腥土气息随着沉重的呼吸充斥鼻腔,它在肺里无声无息地搅合着,欲要让人作呕。
暴雨如注之中,就是这样一只手混杂着肮脏的泥土里,在水中慢慢抬起,看上去像是刚破土而出的花。
“诶呦,疼——”
“这土也忒深了!”
令人惊奇的一幕还不止于此,只见那只手伸出的速度更快,紧接着竟是从土里慢慢露出了胳膊、头颅、身子。
顾乡春紧皱眉头,动了动手臂,发出好几声骨骼脆响:“究竟是哪个王八蛋把我埋在地里的?!”
埋就埋了,还埋的这么深?!
他气地低头看着泥土,刚想一掌拍去,却止住了动作。
雨太大,不一会地势低的泥面上出现了个小小的水坑,他就这样看着面前的水坑,有些迷茫地抬手捂住自己脖子间的痕迹。
水坑中的水很清晰地将他的脖子照了出来。
顾乡春脖子很白本该算是好看,但就在喉结的上方,一条触目惊心的砍痕从左至右切了过去,任谁看上去,也能知晓造成这条创伤的人,是下了死手毫不留情。
伤痕至今还残留在身上,甚至还能见着里面隐隐约约透出来的白骨。
“好狠。”
顾乡春眼底闪过一丝阴厉,继而又被雨压下,刚想起身手边却碰到个硬质圆珠。
抬眼看去,才发现这是个白玉色的小珠子,与周围土棕色分别开来,看上去十分惹眼。
只是这颗小珠子倒像是他的陪葬品似的,安安静静地躺在那里。
怎么这么像个舍利子?
但也...蛮好看的?
也不知道顾乡春什么审美,心念一动,那颗圆珠便被他攥在手中,继而系在脖下。
才刚做完,忽又听见不远处人声乍响。
“传言高僧当时为民除害,右手举剑,左手慈悲手势,飞升上空面露悲悯将那魔修击杀,整个头颅瞬间断开,从高空滚落,狠狠地栽在地上,当时鲜血染红附近山川,整整三月有余,河水皆是红色,场面之壮观,简直令人毛骨悚然!”
“你告诉我这些干什么,我是问你这大桃树的来历。”
“莫要急,传言还说,这大桃树就是高僧为那死去的魔修栽的!”
这话真就奇怪,高僧都亲手杀了魔修,怎会为他栽桃?
顾乡春将他们对话尽数听了去,心中却是嗤笑不已:高僧?那些秃驴就没一个好东西,这流言信不得真净是瞎说,还栽桃树?我呸!

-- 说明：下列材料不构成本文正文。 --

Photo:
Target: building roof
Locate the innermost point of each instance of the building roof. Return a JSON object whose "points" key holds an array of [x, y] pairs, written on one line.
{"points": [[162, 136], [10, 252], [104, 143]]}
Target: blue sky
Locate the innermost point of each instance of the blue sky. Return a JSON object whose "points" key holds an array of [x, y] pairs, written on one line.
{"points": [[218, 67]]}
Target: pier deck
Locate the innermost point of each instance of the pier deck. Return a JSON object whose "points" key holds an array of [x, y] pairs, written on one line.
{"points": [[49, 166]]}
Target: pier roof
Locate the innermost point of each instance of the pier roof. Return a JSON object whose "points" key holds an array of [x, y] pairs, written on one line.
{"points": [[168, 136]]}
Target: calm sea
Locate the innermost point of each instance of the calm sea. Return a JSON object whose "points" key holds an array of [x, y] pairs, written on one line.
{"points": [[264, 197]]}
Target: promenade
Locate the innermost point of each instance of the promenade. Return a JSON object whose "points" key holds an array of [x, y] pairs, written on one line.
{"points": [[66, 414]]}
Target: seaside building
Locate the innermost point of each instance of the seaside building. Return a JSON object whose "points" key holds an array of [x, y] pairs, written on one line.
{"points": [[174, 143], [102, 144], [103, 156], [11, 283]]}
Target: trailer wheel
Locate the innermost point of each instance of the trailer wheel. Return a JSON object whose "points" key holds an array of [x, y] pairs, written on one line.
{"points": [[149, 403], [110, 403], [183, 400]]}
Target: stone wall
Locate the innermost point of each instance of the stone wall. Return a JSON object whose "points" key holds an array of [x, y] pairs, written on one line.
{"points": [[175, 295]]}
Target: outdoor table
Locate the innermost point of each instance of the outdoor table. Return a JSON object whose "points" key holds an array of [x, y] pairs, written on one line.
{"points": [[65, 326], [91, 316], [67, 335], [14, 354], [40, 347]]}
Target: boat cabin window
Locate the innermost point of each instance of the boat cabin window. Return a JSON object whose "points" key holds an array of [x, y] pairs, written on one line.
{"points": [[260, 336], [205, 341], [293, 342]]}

刚呸完,声响不免有些大,正巧引得面前两位过路人抬眼相望。
只可惜,他们看到的只有他消瘦的蝴蝶骨。
“小兄弟,你怎么坐土里?快快起来,这雨大雷大被劈了可就不好了。”
被雷劈?大爷我问心无愧,身正影不斜,何时被雷劈过,要劈也是劈那该死的秃驴!
顾乡春刚重生,火气有些大,话说到一半也发现自己对着他们撒气并不好,渐渐收了些气势。
过路人刚想开口说些什么,便见到天边霎时一闪,紧接雷声似是猛兽般轰鸣,整个大地皆是为之颤动,震得地上的小石块瑟瑟发抖!
顾乡春满脸黑线,心中默念:“劈秃驴,劈秃驴!”
两道闪电皆是从天而降,围着顾乡春身边就要开砸!
虽是没伤及分毫,却是在他边上砸出好几朵黑花。
顾乡春:“......”
还未等人反应过来,顾乡春摇身一变,眨眼间没了身影,留下两个被雷震的过路人面面相觑。
顾乡春走了,雷声霎时停息,顷刻之间抬头向上望,天边被撕开道口子一束光从中破了开来。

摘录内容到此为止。